7.5.2 Energy Pricing
Within Countries
For the market to stimulate investments in energy efficiency, energy prices
must reflect the full cost of providing energy to end users. While this is true
for all end-use sectors, it is particularly relevant in the buildings sector,
because of the political interest in keeping energy prices low to homeowners
in countries with administered price systems. Where energy prices are subsidised,
homeowners and commercial building owners and managers receive muted signals
on the benefits of investing in efficiency, undercutting the potential market
for energy-efficient products. In countries with administered price systems,
the industrial sector often subsidises the housing sector. These cross-sector
subsidizes can make industries less competitive. If the housing subsidies were
paid by governments, taxes would need to be increased or funds diverted from
other public services, such as education or health care.

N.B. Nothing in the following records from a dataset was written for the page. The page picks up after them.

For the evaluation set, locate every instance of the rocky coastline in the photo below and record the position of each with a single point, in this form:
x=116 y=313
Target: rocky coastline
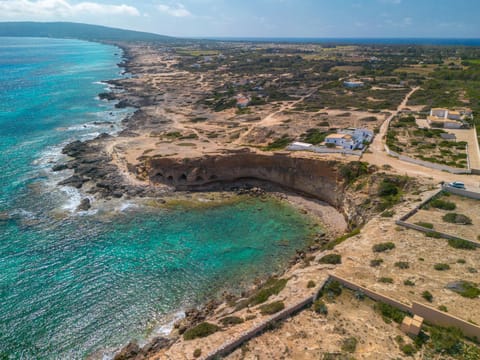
x=96 y=173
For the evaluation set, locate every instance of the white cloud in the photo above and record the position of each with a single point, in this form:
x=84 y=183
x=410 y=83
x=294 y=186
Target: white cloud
x=54 y=9
x=177 y=10
x=395 y=2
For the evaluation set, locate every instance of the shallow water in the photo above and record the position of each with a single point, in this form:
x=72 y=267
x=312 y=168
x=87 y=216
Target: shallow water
x=75 y=283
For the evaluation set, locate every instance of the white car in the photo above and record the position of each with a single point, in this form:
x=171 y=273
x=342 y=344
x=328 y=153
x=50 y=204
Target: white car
x=457 y=184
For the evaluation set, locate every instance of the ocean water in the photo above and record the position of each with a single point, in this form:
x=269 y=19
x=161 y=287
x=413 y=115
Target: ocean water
x=73 y=284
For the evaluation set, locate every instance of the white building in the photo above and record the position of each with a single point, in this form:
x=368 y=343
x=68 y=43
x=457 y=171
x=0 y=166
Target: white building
x=351 y=138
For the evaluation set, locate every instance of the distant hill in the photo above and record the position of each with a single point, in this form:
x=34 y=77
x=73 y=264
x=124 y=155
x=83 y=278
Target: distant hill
x=76 y=31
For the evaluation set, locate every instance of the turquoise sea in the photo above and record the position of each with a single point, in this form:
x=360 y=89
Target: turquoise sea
x=73 y=284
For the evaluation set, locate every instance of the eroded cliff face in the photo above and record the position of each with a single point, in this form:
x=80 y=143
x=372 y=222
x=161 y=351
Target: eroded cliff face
x=316 y=178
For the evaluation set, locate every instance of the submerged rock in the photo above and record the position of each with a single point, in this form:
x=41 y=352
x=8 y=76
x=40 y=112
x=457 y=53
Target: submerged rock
x=84 y=205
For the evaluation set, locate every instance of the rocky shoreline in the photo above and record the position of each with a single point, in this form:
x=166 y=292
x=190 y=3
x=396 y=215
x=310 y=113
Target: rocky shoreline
x=96 y=173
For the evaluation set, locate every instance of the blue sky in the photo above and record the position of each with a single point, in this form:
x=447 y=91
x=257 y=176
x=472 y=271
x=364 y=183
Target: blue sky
x=263 y=18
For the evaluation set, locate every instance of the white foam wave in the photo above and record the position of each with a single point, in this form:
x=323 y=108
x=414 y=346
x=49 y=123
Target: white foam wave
x=166 y=329
x=73 y=198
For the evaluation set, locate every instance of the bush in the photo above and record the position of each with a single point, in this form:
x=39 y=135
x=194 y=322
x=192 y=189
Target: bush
x=455 y=218
x=272 y=287
x=341 y=239
x=443 y=204
x=461 y=244
x=433 y=234
x=402 y=264
x=332 y=259
x=376 y=262
x=408 y=349
x=465 y=288
x=427 y=295
x=201 y=330
x=446 y=340
x=441 y=267
x=386 y=188
x=349 y=344
x=387 y=213
x=332 y=289
x=383 y=247
x=320 y=307
x=231 y=320
x=272 y=308
x=424 y=224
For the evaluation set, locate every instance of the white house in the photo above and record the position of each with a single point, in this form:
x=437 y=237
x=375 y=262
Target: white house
x=350 y=138
x=343 y=140
x=353 y=84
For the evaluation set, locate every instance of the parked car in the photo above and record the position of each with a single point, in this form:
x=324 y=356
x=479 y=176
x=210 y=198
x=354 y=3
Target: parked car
x=457 y=184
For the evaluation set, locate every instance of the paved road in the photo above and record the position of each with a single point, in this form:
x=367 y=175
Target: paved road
x=379 y=157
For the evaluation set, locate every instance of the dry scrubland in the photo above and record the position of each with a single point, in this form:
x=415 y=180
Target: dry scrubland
x=186 y=95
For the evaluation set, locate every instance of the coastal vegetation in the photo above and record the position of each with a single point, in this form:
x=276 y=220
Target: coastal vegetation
x=272 y=287
x=382 y=247
x=272 y=308
x=332 y=259
x=201 y=330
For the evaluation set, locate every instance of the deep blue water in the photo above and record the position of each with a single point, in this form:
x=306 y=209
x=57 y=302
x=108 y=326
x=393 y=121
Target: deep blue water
x=359 y=41
x=76 y=283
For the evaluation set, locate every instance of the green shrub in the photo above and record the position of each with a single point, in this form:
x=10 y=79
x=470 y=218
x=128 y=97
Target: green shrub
x=278 y=144
x=201 y=330
x=387 y=188
x=272 y=308
x=383 y=247
x=424 y=224
x=408 y=349
x=349 y=344
x=465 y=288
x=231 y=320
x=272 y=287
x=320 y=307
x=446 y=340
x=427 y=295
x=441 y=267
x=332 y=289
x=390 y=312
x=387 y=213
x=443 y=204
x=402 y=264
x=353 y=170
x=332 y=259
x=386 y=280
x=455 y=218
x=461 y=244
x=341 y=239
x=376 y=262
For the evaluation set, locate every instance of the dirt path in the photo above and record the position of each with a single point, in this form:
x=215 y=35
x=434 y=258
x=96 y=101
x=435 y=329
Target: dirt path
x=379 y=157
x=270 y=120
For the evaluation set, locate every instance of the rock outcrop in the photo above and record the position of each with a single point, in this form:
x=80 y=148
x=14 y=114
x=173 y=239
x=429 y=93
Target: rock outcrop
x=311 y=176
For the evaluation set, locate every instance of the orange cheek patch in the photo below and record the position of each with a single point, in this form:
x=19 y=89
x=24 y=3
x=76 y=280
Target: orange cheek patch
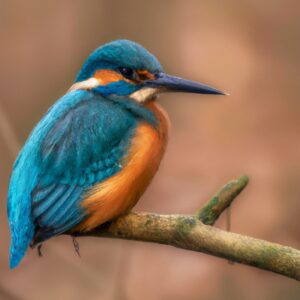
x=107 y=76
x=145 y=75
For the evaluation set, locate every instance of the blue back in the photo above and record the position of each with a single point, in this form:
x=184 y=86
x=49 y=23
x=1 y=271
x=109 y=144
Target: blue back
x=79 y=142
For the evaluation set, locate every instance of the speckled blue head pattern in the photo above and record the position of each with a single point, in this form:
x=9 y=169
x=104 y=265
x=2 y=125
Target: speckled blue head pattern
x=125 y=69
x=118 y=68
x=118 y=54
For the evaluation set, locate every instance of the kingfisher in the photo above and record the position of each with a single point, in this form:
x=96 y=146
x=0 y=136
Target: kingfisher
x=96 y=150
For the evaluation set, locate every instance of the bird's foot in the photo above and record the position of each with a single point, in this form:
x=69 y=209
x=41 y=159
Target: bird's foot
x=76 y=245
x=39 y=250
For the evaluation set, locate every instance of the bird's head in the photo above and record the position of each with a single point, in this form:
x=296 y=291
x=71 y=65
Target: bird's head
x=123 y=68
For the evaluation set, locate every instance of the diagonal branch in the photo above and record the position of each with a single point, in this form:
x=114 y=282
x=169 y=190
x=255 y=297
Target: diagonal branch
x=188 y=232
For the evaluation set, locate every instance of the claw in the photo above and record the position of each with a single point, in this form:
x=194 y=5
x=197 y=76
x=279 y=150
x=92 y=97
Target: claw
x=76 y=246
x=39 y=250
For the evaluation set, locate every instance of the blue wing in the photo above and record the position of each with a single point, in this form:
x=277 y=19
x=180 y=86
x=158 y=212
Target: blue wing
x=79 y=142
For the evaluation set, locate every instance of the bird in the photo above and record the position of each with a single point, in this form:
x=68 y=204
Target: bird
x=95 y=151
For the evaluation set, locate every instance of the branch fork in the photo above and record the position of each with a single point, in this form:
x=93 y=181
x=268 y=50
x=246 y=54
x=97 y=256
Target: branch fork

A World Bank study of the effect of energy price increases in six countries--Columbia,
Ghana, Indonesia, Malaysia, Turkey and Zimbabwe--found that eliminating subsidies
does not cause disproportionate hardship for the poor, lower economic growth,
create inflation or reduce industrial competitiveness, but does improve public
revenues (Hope, 1995). The consumption of commercial fuel increases greatly
with income, according to the study, so energy subsidies largely benefit non-poor,
urban households. A study of subsidised household energy prices in transition
economies also concluded that they benefited the rich more than the poor (Freund,
1995). One approach is a staged removal of energy subsidies, which creates a
market for investments in energy-saving products and services.
The landlord-tenant relationship can create problems unique to the buildings
sector when the landlord pays the energy costs, but has little control over
the energy-using practices of the tenant. For tenants, if energy services are
free, there is no incentive to use energy wisely. Technical problems may also
make it difficult to make homeowners and tenants responsible for the energy
they use. In many high-rise multifamily buildings, heat is delivered to apartments
through vertical pipes, making it difficult and costly to try to measure the
energy used by each individual apartment unit. In new buildings, this problem
can be addressed by building codes that require that heating systems be designed
to serve individual, metered apartment units.

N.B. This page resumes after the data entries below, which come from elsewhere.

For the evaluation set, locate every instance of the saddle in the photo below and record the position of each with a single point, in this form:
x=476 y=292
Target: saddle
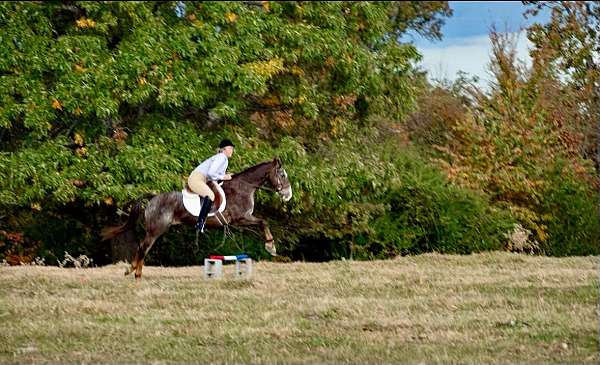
x=192 y=201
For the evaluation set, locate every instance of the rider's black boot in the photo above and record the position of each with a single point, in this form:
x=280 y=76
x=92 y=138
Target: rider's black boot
x=204 y=210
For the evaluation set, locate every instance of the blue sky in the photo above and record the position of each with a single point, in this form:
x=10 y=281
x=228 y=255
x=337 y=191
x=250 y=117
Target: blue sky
x=466 y=45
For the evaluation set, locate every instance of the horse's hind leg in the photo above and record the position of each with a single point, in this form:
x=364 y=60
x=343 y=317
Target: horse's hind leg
x=143 y=248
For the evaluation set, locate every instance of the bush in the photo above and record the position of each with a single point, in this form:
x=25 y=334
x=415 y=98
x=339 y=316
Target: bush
x=425 y=213
x=570 y=208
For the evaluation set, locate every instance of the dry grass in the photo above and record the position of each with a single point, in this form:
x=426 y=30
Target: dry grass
x=487 y=308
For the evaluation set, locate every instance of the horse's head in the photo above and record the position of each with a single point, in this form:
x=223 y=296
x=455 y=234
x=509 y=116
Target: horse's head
x=279 y=180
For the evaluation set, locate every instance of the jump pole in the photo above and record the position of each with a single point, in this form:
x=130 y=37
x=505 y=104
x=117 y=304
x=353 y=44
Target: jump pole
x=213 y=265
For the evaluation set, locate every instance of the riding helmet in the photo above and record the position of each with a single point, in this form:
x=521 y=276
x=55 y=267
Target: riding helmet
x=224 y=143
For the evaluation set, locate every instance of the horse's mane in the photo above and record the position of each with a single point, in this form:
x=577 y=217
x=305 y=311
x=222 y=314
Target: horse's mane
x=251 y=169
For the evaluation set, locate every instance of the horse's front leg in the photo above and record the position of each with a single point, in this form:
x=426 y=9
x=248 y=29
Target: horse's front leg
x=269 y=241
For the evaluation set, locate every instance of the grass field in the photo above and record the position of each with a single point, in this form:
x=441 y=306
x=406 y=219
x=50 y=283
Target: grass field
x=487 y=308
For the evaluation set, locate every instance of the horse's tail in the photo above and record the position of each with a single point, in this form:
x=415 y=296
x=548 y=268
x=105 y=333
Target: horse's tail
x=111 y=232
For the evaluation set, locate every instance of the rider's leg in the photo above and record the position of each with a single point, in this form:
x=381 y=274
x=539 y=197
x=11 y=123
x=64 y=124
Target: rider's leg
x=206 y=206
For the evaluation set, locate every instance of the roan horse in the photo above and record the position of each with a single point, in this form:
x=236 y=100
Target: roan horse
x=167 y=209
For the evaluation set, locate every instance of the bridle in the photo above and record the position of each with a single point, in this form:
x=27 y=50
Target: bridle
x=278 y=186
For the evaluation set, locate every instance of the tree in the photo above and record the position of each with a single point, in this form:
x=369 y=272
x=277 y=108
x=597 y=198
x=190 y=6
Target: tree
x=104 y=101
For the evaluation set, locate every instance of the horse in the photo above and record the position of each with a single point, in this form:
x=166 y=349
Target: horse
x=167 y=209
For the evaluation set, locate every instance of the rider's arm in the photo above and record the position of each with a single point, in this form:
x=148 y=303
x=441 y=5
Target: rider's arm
x=217 y=168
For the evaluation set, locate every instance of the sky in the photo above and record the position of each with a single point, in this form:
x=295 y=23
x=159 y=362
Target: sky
x=465 y=45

Even in market economies, energy prices rarely include the full societal costs
of related environmental externalities. These costs are reflected in adverse
health impacts and environmental degradation. If the market mechanism is to
exercise its full potential for achieving environmental goals, the price of
energy needs to incorporate these environmental externalities.
Among Countries
The lessons learned from in-country technology transfer programmes also need
to be recognised in international programmes. This is particularly important
for countries moving toward market economies. During this transition, it is
often useful to ask: Who is paying the energy costs?. Someone is. It may be
municipalities through subsidies, industries through cross-sector subsidises,
or energy supply industries through unrecovered costs. Whoever is paying these
costs will have an interest in reforms. It is also useful to track the flow
of energy from source to end use, to identify the changes in ownership, to metre
the quantity of energy in each transaction, to measure the performance of each
owner, and to move toward a system of rewards and penalties that improves the
overall efficiency of the energy delivery system.
Multilateral and bilateral assistance programmes can encourage the movement
to full-cost energy pricing by ensuring that any projects that are supported
incorporate progress toward market reforms. The Russian Enterprise Housing Divestiture
Project of the World Bank exemplifies this approach. The Bank is providing loans
of US$300 million for basic energy efficiency measures in a total of 3,500 residential
apartment buildings in six Russian cities. The participating cities are undertaking
policy reforms designed to reduce housing maintenance and utility costs. The
World Bank is also initiating a similar project in Lithuania.